A mí me ha ocurrido, he tenido esa sensación, esa angustia de perder algo que lleva toda una vida conmigo pero que ha desaparecido; ya nada es lo mismo aunque se intente disimular; ya todo es incómodo aunque se intente aparentar que todo sigue igual; ya todo queda destruido; ya todo deja de tener significado; ya todo deja de existir. Y sigue doliendo.

martes, 3 de abril de 2012

Ella y su sonrisa

He nombrado muchas veces a una chica de pelo negro y ojos grandes; una chica normal pero a la vez distinta; una chica pequeña de tamaño y grande de corazón; una chica demasiado importante para mí; una chica llamada Ángeles.
Ella apareció en mi vida de repente, sin avisar y cuando más lo necesitaba. Ella extendió su mano, me agarró y escuchó lo que tenía que contar; me comprendió y me sacó sonrisas. Ella confió en mi y consiguió que, en poco tiempo, yo confiara en ella; me abrió las puertas de su casa y compartimos unas tardes muy entretenidas disfrutando juntas, siendo amigas.

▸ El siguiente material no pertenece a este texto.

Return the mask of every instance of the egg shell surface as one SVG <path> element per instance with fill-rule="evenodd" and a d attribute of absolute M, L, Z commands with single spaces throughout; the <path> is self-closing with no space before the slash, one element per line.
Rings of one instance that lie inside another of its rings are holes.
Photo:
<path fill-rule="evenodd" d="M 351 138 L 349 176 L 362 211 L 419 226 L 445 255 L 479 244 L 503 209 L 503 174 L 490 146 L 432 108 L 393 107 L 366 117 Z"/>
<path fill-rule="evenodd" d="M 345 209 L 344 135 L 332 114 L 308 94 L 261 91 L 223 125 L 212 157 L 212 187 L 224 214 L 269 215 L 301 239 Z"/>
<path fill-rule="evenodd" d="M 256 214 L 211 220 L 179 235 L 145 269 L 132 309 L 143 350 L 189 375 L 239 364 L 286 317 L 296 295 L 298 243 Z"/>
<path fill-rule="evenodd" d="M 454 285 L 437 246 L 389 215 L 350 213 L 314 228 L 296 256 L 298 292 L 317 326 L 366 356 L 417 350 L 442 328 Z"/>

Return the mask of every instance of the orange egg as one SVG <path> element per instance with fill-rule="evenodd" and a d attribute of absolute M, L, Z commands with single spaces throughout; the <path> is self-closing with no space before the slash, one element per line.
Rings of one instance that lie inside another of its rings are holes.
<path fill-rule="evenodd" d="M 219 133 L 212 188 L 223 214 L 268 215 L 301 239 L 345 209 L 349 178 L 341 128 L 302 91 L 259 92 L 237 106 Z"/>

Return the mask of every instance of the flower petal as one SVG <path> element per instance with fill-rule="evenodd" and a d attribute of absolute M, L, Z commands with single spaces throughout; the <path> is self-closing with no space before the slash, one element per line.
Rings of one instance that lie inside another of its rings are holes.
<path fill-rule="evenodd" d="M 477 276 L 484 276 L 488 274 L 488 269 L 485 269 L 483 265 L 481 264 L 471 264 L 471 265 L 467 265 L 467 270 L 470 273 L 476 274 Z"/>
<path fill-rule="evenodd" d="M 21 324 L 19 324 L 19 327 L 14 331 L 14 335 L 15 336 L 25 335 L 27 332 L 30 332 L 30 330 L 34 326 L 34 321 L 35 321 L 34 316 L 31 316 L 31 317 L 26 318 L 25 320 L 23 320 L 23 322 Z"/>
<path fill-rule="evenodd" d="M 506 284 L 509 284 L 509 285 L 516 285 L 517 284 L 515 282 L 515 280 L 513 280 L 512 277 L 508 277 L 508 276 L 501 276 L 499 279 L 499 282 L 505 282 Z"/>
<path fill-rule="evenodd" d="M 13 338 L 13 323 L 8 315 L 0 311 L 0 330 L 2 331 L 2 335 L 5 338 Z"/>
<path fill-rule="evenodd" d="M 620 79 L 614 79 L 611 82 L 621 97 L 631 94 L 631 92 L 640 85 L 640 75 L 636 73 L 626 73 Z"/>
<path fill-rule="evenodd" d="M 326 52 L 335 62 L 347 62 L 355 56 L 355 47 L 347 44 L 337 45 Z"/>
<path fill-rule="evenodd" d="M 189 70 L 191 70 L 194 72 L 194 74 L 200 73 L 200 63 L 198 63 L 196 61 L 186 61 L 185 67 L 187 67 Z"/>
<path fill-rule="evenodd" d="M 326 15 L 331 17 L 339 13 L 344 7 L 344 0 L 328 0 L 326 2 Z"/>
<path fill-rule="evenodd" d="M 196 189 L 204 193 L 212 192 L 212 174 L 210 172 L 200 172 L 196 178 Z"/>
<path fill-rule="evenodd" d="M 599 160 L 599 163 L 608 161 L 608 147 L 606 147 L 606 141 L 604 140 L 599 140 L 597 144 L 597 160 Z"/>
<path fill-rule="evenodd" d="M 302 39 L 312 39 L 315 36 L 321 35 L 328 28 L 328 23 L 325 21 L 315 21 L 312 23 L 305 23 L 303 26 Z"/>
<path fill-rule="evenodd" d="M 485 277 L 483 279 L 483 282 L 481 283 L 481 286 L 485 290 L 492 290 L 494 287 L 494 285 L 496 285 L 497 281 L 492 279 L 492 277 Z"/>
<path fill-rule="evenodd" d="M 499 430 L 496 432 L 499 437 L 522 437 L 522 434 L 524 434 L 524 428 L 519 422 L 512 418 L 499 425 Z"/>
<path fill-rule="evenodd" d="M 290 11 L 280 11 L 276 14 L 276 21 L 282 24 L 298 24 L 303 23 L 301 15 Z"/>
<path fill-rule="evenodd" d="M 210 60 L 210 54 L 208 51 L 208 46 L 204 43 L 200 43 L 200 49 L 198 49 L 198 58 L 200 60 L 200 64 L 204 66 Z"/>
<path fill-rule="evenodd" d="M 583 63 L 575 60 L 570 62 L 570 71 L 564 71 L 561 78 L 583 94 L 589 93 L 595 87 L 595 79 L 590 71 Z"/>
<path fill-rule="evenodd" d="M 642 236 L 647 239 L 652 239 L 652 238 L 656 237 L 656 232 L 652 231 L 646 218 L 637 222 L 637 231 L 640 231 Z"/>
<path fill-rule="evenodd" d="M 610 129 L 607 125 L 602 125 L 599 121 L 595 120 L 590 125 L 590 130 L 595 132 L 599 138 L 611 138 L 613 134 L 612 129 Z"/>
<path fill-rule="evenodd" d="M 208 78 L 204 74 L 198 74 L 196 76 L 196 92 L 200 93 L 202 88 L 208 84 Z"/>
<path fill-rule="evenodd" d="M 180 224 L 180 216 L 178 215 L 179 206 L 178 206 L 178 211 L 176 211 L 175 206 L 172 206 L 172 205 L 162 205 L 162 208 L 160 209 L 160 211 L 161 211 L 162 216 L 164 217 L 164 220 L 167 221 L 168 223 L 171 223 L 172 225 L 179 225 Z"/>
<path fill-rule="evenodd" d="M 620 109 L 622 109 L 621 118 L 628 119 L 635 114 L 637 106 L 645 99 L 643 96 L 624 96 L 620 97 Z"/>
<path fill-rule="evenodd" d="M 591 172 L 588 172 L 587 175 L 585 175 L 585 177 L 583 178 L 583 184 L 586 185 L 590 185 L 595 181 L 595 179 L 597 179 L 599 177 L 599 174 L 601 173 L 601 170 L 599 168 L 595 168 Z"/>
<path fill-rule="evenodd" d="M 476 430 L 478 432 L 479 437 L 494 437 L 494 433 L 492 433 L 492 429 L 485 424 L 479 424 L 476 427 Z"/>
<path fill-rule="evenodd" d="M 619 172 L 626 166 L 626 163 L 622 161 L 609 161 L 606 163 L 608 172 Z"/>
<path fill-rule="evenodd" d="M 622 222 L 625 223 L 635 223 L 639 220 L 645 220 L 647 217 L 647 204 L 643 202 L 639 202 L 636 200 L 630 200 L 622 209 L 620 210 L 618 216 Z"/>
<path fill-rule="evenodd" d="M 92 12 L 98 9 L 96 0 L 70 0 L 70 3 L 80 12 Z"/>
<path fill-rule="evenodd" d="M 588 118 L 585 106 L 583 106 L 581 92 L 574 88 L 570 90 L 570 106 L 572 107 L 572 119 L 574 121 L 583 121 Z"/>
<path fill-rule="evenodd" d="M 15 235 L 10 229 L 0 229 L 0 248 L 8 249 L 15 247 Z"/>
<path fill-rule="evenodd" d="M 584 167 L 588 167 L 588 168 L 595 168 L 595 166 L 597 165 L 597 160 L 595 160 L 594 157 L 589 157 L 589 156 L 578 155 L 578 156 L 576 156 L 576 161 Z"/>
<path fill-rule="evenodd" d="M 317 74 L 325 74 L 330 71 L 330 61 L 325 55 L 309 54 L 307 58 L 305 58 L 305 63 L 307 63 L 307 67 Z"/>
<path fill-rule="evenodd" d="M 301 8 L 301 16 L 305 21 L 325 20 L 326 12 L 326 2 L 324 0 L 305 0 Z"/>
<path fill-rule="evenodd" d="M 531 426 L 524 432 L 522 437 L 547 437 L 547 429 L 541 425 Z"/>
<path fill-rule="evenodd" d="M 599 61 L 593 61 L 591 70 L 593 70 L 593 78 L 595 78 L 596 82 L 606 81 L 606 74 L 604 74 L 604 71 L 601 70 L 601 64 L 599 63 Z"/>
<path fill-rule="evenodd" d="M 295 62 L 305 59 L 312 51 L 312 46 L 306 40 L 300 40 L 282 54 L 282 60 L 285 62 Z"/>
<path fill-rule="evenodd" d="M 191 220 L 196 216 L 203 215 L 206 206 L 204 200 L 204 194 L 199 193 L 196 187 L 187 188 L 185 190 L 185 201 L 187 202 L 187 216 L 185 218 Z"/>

Ella es aloacada, extrovertida, risueña, coqueta, entusiasta, soñadora...es todo lo que alguien desearía ser, y yo la quiero con sus virtudes y sus defectos porque me ha ayudado y la conozco desde octubre, porque me ha apoyado sin preguntarme que había pasado, porque me ha cuidado y me ha llamado cuando me encontraba mal; simplemente, porque ha estado conmigo. Podría decir muchísimas cosas más pero las páginas se quedarían cortas.
Eres estupenda, increiblemente fuerte y una amiga incomparable. Gracias por todo.